Sei que faz muito, muito tempo que não posto, mas mesmo que quisesse, eu não conseguiria... tive pequenos "problemas técnicos"! Para compensar, essa aqui é um pouco maior do que de costume:
Domingo de manhã, céu azul, sol brilhando, nenhuma nuvem que
anunciasse chuva. Dia perfeito para… fazer faxina. Danilo, de bermudão e
camiseta surrada, decidiu criar coragem para abrir a porta do quartinho da
bagunça, que acumulava cacarecos desde que ele se conhecia por gente. Era até
difícil ter uma noção do que estaria ali dentro.
A porta, que pela
graça de Deus abria para fora do cômodo (caso contrário, seria impossível
entrar), era pesada e vedava bem o quarto. Tanto que o cheiro de mofo que o ar
úmido tinha lá dentro era imperceptível do lado de fora. Quantas vezes Danilo
viu a mãe entrar no ‘cemitério das tralhas ’ para guardar brinquedos fora de
uso, procurar livros que ela preservava há anos e sair com a blusa por cima do
nariz, fazendo cara de nojo e reclamando da falta de luz e ventilação… a frase
que vinha depois disso era sempre a mesma: ‘Eugênio, trate de dar um jeito
nisso aqui!’. E apontava para a porta já fechada. Dona Lucinda foi embora deste
mundo sem ter tido o gosto de ver o quartinho arrumado. Seu Eugênio, também
falecido, sempre se negava a empreender uma aventura para fazer a vontade da
esposa.
A tarefa de
acabar com a bagunça ficou para Danilo, que, sendo filho único, herdou a casa
onde passou grande parte da vida.
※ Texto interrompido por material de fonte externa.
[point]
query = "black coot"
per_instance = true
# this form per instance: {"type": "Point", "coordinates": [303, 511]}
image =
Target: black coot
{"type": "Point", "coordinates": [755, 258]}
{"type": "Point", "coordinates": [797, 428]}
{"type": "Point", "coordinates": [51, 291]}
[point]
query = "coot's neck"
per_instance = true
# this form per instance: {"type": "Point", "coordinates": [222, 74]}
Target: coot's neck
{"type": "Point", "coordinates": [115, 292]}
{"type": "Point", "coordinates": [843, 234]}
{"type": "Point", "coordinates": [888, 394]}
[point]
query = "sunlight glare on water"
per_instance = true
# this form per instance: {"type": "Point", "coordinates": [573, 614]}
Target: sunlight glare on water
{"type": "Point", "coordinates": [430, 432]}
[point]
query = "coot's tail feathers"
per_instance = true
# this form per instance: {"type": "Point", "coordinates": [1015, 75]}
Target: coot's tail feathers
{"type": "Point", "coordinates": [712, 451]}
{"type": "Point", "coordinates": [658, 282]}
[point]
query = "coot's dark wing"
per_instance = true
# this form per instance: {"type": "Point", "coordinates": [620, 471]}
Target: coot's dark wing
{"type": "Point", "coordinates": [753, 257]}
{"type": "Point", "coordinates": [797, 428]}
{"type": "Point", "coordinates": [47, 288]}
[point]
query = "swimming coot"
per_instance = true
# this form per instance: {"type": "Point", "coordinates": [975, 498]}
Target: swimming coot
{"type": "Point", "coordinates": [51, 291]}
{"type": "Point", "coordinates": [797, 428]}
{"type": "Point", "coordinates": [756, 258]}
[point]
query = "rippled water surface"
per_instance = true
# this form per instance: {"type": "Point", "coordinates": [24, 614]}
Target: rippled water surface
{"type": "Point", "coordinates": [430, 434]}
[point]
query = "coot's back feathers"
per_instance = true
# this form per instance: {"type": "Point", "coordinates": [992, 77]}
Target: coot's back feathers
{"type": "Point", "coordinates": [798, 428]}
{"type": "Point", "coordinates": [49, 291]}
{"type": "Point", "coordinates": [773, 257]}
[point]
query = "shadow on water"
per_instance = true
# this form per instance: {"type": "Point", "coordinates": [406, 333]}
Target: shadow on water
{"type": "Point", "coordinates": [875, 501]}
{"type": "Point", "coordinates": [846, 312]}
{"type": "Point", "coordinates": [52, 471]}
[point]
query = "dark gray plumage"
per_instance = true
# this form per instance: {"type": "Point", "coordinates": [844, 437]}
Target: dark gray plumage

Cada cantinho tinha uma boa memória atrelada
a ele. Mas todas relacionadas com Dona Lucinda. Danilo nunca se deu bem com o
pai, um homem frio, que não conversava com o filho, não o elogiava, nervoso por
natureza e que destratava filho e mulher, mas era todo sorrisos com amigos e
vizinhos. A raiva de Danilo crescia junto com os vexames que Seu Eugênio fazia
a família passar.
Para esquecer
aquilo, Danilo chacoalhou a cabeça, botou um sorriso no rosto e pensou nas
feições bondosas da mãe. ‘Pode ficar tranquila, mamãe. Eu dou um jeito nisso
aqui. ’
O ar pesado e
frio saiu assobiando pela porta enquanto Danilo tateava a parede em busca do
interruptor. Ouviu-se um clique e uma luz amarelada, fraquinha, surgiu no meio
do teto. A desordem era assustadora: duas cômodas, um armário, uma poltrona com
o estofamento saindo por inúmeros buracos, abajures, caixas, caixas, caixas.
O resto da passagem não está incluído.